Large scale production. An efficient transport system offering cost, time and reliability advantages enables goods to be transported over longer distances. This facilitates mass production through economies of scale because larger markets can be accessed. The concept of “just-in-time” in supply chain management has further expanded the productivity of production and distribution with benefits such as lower inventory levels and better responses to shifting market conditions. Thus, the more efficient transportation becomes, the larger the markets that can be serviced and the larger the scale of production. This results in lower unit costs.
Increased competition. When transport is efficient, the potential market for a given product (or service) increases, and so does competition. A wider array of goods and services becomes available to consumers through competition which tends to reduce costs and promote quality and innovation. Globalization has clearly been associated with a competitive environment that spans the world and enables consumers to have access to a wider range of goods and services.
Increased land value. Land which is adjacent or serviced by good transport services generally has greater value due to the utility it confers to many activities. Consumers can have access to a wider range of services and retail goods while residents can have better accessibility to employment, services, and social networks, all of which transcribes in higher land value. In some cases, transportation activities can lower land value, particularly for residential activities. Land located near airports and highways, near noise and pollution sources, will thus be impacted by corresponding diminishing land value.

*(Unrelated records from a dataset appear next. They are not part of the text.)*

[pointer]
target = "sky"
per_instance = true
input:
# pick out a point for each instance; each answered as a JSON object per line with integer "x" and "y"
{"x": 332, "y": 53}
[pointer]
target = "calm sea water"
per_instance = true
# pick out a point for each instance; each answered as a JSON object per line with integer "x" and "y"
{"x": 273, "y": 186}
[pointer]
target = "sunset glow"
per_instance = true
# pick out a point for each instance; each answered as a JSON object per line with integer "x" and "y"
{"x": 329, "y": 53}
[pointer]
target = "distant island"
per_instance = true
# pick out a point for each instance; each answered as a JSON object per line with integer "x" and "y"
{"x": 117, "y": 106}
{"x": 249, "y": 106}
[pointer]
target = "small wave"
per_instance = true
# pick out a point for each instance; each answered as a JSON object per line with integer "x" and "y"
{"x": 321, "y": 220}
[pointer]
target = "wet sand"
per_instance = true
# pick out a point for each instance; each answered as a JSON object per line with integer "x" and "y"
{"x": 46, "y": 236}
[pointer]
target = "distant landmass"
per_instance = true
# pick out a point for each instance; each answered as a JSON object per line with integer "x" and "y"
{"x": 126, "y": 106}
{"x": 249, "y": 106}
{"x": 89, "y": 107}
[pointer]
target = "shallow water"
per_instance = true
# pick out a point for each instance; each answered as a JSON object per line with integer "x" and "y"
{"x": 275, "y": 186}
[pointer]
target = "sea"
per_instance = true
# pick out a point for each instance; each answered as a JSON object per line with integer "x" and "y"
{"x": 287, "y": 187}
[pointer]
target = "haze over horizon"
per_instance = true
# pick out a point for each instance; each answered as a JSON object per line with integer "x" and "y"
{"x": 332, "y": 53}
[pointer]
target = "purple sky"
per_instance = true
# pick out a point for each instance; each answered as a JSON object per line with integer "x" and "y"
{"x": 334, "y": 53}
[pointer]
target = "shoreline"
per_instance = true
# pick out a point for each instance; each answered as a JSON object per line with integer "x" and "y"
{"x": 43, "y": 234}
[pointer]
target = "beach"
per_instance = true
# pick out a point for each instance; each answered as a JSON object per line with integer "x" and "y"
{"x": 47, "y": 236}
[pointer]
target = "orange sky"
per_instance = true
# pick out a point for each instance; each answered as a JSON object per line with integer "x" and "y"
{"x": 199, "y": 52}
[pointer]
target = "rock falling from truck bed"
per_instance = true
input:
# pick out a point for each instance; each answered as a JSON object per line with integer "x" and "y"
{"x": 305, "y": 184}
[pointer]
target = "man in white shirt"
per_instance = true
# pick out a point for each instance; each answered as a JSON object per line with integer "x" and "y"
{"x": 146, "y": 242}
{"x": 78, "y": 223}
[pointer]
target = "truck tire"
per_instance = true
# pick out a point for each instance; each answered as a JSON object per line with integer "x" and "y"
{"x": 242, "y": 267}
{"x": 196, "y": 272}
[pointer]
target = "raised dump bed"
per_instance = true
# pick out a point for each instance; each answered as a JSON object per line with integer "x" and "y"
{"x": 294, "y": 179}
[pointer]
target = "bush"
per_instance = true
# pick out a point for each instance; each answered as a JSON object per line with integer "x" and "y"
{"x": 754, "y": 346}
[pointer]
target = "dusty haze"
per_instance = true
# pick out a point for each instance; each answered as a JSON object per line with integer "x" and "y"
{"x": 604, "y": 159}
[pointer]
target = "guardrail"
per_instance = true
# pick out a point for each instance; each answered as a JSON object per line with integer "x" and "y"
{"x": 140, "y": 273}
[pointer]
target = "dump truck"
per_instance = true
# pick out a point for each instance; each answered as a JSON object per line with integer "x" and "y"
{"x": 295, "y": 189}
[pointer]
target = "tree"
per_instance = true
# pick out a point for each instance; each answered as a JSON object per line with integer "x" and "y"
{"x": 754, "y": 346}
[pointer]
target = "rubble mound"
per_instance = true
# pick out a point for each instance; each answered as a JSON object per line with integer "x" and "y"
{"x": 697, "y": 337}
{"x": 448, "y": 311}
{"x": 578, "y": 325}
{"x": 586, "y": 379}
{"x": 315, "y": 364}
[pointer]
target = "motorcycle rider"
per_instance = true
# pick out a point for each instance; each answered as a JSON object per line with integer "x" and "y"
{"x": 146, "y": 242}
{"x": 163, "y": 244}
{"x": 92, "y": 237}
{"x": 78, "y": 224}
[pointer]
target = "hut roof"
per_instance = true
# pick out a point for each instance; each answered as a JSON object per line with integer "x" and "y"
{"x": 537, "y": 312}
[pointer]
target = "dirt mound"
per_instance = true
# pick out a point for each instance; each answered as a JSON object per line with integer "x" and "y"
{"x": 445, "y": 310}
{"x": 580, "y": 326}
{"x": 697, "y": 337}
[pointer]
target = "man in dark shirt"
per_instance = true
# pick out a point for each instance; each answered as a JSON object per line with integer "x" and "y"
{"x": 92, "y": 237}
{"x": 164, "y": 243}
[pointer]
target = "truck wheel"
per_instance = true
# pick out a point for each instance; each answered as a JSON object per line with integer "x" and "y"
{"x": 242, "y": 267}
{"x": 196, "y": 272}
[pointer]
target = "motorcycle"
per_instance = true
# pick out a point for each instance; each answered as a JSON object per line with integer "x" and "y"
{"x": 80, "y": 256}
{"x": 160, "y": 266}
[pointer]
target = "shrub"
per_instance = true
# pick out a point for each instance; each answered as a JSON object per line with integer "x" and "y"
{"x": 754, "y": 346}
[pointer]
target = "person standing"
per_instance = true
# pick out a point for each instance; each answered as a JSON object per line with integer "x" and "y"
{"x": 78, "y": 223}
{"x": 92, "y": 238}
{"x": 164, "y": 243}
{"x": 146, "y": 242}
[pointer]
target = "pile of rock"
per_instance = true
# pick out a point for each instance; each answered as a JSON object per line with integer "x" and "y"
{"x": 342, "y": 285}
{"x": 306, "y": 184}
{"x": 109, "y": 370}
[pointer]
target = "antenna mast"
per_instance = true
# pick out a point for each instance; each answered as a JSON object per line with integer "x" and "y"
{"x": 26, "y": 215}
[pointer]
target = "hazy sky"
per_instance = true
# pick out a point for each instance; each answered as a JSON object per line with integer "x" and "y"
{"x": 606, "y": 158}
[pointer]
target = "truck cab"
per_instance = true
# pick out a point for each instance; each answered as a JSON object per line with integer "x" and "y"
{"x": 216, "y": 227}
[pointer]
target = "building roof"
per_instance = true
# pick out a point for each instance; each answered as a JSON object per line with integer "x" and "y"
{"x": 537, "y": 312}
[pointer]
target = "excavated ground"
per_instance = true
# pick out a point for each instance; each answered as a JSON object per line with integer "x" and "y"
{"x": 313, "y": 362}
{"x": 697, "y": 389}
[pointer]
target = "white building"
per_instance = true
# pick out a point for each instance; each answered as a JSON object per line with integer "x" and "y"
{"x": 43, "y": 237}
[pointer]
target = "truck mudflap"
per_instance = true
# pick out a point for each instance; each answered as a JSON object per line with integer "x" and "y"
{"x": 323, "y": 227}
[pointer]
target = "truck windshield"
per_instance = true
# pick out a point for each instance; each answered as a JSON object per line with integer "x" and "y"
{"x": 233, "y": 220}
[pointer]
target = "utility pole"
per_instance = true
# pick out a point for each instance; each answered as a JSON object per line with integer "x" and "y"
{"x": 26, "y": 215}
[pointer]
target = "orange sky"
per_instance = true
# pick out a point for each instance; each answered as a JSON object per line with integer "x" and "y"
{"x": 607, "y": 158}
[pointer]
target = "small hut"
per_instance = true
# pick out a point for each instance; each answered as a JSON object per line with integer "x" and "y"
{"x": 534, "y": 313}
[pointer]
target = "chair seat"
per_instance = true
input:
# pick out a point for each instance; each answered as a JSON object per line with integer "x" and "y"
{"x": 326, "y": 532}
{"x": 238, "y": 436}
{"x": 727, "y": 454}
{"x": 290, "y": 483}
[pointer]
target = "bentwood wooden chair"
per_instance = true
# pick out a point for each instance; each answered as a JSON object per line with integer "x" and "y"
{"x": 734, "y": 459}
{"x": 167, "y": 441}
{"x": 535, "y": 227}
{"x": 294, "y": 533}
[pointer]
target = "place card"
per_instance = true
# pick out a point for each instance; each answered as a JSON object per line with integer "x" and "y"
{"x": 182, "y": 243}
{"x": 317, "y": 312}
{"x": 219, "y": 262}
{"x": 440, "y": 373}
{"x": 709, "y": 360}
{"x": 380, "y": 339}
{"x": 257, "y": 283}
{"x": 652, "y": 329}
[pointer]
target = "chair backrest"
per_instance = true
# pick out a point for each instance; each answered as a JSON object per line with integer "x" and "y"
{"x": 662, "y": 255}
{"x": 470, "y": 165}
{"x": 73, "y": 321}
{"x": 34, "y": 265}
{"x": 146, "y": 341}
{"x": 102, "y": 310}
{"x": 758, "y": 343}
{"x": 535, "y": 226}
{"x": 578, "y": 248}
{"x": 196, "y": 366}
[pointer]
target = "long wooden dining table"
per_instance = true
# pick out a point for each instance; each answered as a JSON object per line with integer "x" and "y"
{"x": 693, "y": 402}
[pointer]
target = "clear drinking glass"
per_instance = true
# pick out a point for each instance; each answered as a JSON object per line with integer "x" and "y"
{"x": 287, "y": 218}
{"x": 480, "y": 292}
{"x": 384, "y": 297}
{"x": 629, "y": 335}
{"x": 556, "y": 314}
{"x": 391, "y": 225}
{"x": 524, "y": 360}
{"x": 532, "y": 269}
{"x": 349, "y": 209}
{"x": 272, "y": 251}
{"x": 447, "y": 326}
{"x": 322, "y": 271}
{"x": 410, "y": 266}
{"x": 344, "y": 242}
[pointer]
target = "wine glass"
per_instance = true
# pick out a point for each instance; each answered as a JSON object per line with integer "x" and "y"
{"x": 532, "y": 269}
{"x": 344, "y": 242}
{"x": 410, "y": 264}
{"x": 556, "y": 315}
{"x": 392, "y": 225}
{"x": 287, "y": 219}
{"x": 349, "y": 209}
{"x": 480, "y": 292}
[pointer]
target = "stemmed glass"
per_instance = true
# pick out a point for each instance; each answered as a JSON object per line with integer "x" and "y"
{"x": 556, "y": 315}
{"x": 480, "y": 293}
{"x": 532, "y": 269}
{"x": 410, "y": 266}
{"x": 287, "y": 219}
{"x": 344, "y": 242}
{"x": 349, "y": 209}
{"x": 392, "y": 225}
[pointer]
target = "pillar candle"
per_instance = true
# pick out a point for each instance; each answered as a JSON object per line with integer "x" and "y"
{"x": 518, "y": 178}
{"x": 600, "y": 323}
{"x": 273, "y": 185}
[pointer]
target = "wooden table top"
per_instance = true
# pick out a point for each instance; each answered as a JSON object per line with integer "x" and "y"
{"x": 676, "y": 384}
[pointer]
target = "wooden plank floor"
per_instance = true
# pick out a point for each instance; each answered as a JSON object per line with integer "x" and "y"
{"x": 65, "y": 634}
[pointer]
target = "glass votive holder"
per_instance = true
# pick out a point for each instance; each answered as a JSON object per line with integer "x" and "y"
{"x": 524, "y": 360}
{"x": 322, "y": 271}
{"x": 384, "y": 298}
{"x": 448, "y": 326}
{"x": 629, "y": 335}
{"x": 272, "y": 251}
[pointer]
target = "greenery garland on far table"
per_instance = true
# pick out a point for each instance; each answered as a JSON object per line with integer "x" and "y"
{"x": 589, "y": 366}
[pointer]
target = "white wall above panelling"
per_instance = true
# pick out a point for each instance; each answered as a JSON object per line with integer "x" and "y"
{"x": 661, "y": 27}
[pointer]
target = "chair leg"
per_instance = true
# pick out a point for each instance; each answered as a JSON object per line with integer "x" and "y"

Transport also contributes to economic development through job creation and its derived economic activities. Accordingly, a large number of direct (freighters, managers, shippers) and indirect (insurance, finance, packaging, handling, travel agencies, transit operators) employment are associated with transport. Producers and consumers take economic decisions on products, markets, costs, location, prices which are themselves based on transport services, their availability, costs and capacity.